Franciscus continuou dizendo:
-Como uma laranja que perdeu a sua metade, quando a luz desce sobre ela, preenchendo essa falta, ela restaura a laranja para seu estado mais completo. Se sois como a laranja, a luz é o suco, aquilo que dá o sabor ao fruto. Por isso, a luz não destrói o que era, porém dissipam o que não é, corrupção do era para ser. Eis porque, unido a luz, tu não matas a vida que era, mas matas a morte que não era pra ser. Por isso, sua lâmina não mais fere, ela cura.
Logo ele prosseguiu:
-Tu, unido à espada e empunhado pela Luz, és direcionado pela Luz, no caminho da Luz, e por isso ages de acordo com a Luz. E sendo a Luz a Vida, a Vida não tira a vida, lembra-te da história que vos contei? A Vida venceu a morte, e é exatamente isso que ela faz.
Christian ainda parecia confuso e perguntou:
-Se o verdadeiro espadachim é incapaz de ferir, como ele pode vencer um combate?
Franciscus respondeu:
-Garoto, já te esquecestes do que vos falei sobre ferox? Este é exatamente o tipo de pensamento que leva os homens a andar neste caminho. Todos aqueles que usarem de ferox, por ferox morrerão! Podes até ferir teu inimigo, mas também feres tua alma. Ferox mata o inimigo mas mata também a vós! Saiba que o melhor resultado para um combate, é que ambos saiam com vida. O caminho da morte é trilhado pelas trevas! Já não vos disse que a Luz é Vida? O caminho da vida é o caminho da Luz! Entendes?
Então ele prosseguiu dizendo:
-Se pertenceis à Vida pertenceis à Luz, e se pertenceis à Luz, não pertenceis à escuridão, e se não pertenceis à escuridão, não deveis andar no caminho da morte!
-Mas não dissestes que eu deveria andar onde a luz não brilha? Porque se eu levasse a luz para onde a luz já brilha fortemente, a luz que carrego se tornaria inútil?

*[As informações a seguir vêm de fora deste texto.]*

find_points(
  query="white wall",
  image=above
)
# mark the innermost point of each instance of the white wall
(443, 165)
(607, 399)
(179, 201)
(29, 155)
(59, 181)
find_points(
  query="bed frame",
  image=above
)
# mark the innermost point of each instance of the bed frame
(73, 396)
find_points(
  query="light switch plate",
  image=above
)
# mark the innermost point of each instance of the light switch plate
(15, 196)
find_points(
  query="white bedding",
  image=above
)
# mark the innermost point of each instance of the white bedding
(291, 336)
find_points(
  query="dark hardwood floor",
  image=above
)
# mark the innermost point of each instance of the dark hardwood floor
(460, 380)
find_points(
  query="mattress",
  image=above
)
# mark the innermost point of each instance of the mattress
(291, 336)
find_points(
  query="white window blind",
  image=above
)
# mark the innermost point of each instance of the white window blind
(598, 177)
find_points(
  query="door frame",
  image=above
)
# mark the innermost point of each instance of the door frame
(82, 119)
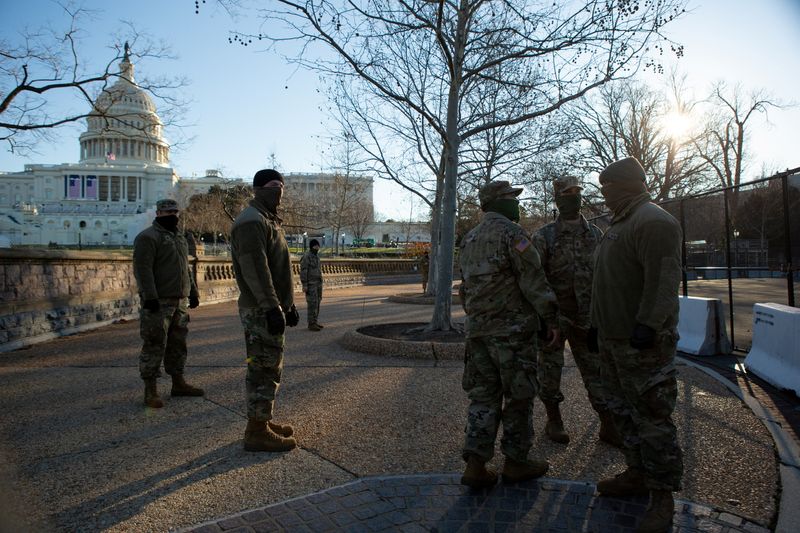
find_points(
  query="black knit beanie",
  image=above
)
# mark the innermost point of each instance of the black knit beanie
(262, 177)
(627, 170)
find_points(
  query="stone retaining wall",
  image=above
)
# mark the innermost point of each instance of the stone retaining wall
(49, 293)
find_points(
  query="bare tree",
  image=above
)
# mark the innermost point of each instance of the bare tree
(630, 119)
(723, 145)
(361, 218)
(41, 70)
(541, 55)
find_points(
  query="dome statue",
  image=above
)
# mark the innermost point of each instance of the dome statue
(123, 124)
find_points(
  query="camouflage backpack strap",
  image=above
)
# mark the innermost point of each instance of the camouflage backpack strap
(549, 234)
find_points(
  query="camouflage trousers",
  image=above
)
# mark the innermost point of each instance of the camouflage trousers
(551, 362)
(641, 388)
(264, 363)
(163, 335)
(313, 299)
(500, 381)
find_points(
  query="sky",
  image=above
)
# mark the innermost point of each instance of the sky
(247, 103)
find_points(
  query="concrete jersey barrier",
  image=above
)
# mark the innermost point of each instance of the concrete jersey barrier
(775, 354)
(701, 326)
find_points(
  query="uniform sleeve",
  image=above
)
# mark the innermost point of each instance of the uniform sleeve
(304, 270)
(254, 239)
(144, 257)
(658, 249)
(531, 279)
(540, 244)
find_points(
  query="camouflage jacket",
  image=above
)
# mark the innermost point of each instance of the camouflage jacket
(261, 259)
(161, 264)
(567, 254)
(504, 289)
(310, 270)
(637, 272)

Christian perguntou, e Franciscus respondeu:
-Disse-vos garoto, que uses a luz que vos foi dada para o seu propósito que é iluminar. Porém, alguém que carrega a luz e está com a Luz, é incapaz de andar na escuridão, sabes por quê?
Christian respondeu:
-Não.
Então Franciscus continuou:
-Isso porque a Luz que estará com ela e dissipará a escuridão pelo caminho em que ela passar. Já vos disse, a luz preenche o vazio, e o vazio que são as trevas dissipam-se diante da Luz que brilha, eis porque se andas com a Luz, tu torna-se incapaz de andar nas trevas, pois a Luz dissipa as trevas iluminando teu caminho! E se estás com a Luz, não andas no caminho da morte, pois o caminho da morte é o caminho das trevas, e as trevas fogem da Luz. Tu entendes garoto?
-Acho que sim...
Christian respondeu fracamente. Archus então falou:
-Minha criança, tu entenderás um dia. Por agora sigam-me, ainda tenho algo a vos dizer!
Logo, concordando com Archus, Christian, Franciscus e o tigre o seguiram em direção ao rio que atravessava o vale.